This repository contains a full Pytorch Lightning pipeline with the main goal of reusing it as a template for Kaggle competitions. It is particularized to the FTTransformer model from Gorishniy, Rubachev, Khrulkov, & Babenko (2021, Nov) Revisiting Deep Learning Models for Tabular Data, but any Pytorch model can be used.
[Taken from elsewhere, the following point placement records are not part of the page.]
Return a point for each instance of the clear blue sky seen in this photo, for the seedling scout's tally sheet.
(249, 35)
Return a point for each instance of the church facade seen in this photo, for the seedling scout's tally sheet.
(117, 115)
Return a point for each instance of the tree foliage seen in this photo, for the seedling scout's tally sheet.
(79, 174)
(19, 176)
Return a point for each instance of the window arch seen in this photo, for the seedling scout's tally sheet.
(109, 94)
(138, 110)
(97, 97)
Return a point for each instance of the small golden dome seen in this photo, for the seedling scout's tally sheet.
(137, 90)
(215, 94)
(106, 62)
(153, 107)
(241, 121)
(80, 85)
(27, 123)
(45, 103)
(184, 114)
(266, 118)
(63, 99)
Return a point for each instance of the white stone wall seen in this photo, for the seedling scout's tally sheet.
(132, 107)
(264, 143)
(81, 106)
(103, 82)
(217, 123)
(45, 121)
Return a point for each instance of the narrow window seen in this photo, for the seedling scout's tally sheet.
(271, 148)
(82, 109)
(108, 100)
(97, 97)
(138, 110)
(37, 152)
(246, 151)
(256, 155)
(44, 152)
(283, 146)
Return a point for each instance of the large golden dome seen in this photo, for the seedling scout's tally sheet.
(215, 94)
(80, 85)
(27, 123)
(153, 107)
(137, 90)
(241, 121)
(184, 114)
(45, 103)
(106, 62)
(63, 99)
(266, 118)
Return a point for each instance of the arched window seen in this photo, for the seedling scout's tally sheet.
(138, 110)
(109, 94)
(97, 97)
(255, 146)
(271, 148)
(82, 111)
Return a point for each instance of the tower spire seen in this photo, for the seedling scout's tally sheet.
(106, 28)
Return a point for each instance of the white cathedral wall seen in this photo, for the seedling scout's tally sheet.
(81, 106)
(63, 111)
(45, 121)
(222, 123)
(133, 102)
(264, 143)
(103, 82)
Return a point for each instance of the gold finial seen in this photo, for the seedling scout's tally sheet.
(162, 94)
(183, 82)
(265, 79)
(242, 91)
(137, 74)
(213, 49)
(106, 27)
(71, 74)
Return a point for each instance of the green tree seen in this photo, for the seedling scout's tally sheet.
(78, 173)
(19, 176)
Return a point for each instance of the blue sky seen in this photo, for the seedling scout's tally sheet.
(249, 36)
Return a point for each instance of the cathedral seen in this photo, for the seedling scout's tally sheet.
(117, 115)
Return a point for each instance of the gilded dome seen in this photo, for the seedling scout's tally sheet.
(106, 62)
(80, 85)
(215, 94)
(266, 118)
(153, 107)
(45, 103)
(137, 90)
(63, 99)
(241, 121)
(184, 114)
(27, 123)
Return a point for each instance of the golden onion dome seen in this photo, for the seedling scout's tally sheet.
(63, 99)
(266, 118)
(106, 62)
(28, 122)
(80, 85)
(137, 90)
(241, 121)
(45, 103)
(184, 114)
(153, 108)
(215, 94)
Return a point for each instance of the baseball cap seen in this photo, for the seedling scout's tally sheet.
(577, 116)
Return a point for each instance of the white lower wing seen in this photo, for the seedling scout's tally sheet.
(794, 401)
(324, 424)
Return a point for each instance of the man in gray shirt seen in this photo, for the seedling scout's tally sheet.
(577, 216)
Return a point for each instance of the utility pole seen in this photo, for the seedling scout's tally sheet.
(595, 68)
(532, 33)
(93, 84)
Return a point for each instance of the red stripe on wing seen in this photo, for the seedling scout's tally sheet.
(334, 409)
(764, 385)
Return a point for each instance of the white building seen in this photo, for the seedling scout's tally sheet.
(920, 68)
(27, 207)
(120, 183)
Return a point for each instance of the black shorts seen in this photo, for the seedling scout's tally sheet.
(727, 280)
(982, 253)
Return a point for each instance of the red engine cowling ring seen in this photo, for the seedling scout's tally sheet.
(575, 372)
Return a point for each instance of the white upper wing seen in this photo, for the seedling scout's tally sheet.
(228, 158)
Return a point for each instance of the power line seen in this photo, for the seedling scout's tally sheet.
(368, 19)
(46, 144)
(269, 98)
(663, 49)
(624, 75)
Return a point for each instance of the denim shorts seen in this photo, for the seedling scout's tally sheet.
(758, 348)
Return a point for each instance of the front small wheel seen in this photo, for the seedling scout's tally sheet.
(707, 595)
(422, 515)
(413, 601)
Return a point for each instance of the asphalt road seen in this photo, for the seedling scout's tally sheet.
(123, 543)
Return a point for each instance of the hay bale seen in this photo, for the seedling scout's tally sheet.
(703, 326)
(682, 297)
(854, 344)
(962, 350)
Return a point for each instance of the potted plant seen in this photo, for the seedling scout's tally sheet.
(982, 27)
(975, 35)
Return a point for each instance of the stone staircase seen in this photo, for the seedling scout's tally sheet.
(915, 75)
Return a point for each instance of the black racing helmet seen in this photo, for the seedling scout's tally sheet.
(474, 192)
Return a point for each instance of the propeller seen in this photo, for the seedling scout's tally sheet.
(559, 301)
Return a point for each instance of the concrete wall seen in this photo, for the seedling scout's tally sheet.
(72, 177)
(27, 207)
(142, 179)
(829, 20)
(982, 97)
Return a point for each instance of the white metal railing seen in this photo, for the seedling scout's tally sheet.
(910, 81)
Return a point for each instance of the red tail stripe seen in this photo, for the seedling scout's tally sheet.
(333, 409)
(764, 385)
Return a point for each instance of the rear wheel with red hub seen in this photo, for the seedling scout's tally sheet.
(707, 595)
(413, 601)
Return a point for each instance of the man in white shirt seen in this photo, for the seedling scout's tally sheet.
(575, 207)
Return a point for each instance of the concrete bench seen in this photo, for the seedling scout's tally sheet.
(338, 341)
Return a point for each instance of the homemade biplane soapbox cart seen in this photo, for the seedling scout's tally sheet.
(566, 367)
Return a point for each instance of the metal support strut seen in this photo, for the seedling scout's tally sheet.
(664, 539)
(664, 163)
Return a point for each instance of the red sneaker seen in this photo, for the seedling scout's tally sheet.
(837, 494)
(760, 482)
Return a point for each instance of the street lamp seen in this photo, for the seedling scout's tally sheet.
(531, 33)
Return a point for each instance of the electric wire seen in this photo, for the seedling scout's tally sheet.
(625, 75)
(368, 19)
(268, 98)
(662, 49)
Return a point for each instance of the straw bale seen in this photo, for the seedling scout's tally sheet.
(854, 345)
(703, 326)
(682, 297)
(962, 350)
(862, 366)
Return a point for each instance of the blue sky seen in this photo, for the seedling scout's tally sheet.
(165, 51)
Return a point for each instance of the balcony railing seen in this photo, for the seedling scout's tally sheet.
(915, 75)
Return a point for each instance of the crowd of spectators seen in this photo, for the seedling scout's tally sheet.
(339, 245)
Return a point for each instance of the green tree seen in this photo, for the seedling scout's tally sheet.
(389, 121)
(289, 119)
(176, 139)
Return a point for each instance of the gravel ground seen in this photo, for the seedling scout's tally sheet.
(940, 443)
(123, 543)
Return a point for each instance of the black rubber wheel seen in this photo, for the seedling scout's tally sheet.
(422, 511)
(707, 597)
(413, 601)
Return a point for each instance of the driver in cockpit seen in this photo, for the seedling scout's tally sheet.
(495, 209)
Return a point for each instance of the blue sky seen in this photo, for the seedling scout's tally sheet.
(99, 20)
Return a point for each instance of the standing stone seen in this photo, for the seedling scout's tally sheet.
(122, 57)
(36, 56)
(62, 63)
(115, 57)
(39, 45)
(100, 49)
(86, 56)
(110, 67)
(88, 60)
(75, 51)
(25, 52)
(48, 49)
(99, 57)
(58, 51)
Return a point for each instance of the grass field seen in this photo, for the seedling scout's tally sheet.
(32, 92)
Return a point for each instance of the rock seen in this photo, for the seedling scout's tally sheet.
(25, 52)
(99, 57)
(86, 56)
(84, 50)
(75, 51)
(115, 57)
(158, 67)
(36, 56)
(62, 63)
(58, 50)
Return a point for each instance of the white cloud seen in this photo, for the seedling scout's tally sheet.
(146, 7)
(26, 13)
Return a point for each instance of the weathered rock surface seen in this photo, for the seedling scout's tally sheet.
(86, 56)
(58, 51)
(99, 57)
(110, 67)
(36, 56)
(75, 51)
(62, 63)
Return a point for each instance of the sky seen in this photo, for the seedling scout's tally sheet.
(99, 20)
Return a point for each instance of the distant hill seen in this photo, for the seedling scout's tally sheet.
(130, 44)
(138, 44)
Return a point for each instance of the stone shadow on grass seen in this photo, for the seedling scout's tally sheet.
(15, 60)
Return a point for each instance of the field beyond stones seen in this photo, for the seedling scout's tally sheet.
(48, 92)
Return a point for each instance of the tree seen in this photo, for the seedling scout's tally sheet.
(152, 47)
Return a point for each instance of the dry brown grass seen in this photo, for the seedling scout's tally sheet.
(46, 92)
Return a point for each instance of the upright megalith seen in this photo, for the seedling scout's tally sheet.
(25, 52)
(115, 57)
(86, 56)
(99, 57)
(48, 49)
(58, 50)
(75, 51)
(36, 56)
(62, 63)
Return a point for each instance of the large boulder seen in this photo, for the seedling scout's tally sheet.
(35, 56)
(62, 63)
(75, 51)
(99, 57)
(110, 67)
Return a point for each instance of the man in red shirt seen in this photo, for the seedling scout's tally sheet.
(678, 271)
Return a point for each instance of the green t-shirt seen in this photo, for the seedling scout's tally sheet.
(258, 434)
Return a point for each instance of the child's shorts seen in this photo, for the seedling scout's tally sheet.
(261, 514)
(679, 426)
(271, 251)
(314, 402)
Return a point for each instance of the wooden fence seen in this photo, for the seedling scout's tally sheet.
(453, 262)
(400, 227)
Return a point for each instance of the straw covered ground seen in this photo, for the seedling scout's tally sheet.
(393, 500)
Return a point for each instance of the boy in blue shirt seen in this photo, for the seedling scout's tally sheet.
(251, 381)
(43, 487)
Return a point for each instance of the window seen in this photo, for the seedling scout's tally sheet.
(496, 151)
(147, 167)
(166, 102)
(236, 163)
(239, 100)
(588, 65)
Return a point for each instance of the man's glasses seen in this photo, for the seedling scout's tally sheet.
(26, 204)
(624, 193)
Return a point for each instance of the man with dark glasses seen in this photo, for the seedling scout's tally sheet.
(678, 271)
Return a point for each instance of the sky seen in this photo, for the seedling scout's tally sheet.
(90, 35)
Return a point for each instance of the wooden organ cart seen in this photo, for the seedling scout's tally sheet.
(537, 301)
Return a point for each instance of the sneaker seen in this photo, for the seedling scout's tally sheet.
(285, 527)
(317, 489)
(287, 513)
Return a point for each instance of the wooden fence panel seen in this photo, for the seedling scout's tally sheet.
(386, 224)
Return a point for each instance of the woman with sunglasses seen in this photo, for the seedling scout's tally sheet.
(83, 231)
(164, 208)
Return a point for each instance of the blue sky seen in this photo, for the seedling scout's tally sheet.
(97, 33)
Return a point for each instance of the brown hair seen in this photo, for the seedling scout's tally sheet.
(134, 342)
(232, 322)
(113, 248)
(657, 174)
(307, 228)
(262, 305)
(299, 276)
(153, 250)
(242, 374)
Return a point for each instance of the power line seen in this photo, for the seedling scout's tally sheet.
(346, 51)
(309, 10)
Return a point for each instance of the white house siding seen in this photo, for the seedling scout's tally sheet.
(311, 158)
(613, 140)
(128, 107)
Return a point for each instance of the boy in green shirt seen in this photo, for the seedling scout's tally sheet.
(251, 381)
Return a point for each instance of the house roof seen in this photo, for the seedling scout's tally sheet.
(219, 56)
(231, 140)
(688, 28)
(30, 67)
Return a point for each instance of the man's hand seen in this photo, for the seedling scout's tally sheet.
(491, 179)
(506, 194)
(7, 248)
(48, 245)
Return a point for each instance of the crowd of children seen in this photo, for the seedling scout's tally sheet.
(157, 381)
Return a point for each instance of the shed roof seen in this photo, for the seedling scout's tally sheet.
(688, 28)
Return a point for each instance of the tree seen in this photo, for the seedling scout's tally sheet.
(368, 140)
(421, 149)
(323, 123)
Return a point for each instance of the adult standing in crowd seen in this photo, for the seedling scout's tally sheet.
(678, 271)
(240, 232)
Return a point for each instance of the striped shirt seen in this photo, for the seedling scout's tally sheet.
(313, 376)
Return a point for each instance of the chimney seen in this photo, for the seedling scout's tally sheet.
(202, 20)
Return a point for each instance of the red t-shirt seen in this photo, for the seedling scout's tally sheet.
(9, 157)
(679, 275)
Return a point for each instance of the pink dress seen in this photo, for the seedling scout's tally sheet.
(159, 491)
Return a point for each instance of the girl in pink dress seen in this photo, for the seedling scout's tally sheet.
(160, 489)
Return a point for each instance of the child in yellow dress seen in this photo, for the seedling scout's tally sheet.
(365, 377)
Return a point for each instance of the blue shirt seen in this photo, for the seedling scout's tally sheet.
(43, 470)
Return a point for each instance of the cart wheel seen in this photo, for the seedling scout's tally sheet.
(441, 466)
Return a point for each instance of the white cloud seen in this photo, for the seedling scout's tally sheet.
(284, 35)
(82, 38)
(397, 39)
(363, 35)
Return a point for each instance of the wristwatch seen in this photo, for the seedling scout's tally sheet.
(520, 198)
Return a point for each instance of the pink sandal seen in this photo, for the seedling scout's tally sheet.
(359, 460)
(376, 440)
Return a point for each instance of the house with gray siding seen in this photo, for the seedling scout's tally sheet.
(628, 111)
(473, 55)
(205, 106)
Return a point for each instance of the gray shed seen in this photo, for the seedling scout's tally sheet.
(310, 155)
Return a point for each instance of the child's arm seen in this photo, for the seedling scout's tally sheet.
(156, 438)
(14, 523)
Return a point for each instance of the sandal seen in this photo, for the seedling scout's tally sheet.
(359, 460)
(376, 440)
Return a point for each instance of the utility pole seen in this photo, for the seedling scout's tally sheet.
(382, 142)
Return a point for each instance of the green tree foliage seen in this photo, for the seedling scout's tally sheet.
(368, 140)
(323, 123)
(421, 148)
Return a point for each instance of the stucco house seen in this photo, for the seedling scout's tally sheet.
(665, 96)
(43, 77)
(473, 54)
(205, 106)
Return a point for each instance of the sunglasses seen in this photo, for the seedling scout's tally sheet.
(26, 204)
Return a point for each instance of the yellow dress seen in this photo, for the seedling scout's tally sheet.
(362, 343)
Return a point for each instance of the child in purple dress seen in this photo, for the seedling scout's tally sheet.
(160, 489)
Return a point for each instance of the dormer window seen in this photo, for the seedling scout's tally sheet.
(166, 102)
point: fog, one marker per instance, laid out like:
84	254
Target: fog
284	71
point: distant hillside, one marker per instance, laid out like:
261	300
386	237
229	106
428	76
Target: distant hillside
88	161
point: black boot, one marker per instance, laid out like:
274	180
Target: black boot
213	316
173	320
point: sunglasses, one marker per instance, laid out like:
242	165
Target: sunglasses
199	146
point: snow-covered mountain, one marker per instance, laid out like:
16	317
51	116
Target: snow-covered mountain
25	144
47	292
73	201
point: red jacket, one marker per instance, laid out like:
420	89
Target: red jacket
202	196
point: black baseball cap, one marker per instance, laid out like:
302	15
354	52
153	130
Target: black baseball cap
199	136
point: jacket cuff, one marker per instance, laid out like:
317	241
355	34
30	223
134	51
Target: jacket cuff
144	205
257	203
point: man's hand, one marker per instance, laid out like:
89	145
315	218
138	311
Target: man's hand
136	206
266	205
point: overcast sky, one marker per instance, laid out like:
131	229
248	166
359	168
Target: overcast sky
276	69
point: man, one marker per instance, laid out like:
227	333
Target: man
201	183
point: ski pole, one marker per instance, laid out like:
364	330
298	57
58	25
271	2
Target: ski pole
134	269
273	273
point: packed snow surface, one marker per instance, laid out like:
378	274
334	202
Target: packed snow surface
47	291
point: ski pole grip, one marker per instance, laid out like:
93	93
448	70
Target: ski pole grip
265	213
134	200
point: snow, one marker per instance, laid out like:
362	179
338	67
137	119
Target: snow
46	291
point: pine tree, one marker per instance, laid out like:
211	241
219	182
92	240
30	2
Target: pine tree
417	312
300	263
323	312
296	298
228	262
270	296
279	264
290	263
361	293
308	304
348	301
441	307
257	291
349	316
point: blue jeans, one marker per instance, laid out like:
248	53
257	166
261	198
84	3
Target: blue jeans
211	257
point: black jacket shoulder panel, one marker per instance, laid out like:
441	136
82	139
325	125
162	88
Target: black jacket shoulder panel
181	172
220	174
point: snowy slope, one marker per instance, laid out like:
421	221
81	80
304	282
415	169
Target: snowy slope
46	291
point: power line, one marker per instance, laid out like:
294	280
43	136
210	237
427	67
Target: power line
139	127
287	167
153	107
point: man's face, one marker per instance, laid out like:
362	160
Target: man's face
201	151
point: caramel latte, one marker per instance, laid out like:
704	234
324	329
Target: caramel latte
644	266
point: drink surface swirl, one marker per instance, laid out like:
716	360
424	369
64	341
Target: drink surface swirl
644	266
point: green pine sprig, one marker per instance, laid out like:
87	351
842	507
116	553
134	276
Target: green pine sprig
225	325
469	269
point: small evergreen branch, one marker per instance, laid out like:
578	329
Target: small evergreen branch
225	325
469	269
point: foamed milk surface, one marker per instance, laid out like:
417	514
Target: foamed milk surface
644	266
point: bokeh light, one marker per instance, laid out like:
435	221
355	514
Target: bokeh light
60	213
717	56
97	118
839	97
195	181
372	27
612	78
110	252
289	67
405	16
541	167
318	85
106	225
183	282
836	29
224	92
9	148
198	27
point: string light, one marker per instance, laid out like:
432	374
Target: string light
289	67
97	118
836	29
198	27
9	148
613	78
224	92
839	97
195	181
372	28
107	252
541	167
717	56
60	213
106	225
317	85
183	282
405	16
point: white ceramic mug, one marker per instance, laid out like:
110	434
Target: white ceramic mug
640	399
The code was tested using the data from https://www.kaggle.com/c/tabular-playground-series-dec-2021.
project name
│
└───data
│ │ train.csv
│ │ test.csv
│ │ sample_submission.csv
│
└───src
│ │ main.py
│ │ datasets.py
│ │ dataprep.py
│ │ model.py
│
└───simulations
└───simulation_name
| config.yml
│ oofs.csv
│ hpopt.pkl
| submission.csv
└───checkpoints
│ fold=0_epoch=[]_metric=[]_val_metric=[].ckpt
│ fold=1_epoch=[]_metric=[]_val_metric=[].ckpt
| ...
This Pytorch Lightning pipeline can used for any Machine Learning problem with the following modifications:
- create_folds function inside the dataprep.py module
- prep_data function within the dataprep.py module
- Datasets within the datasets.py module
- prepare_data method within the datasets.py module
- Loss function within the model.py module
- Metric within the model.py and the main.py module
- The Pytorch model
- The way that predictions are made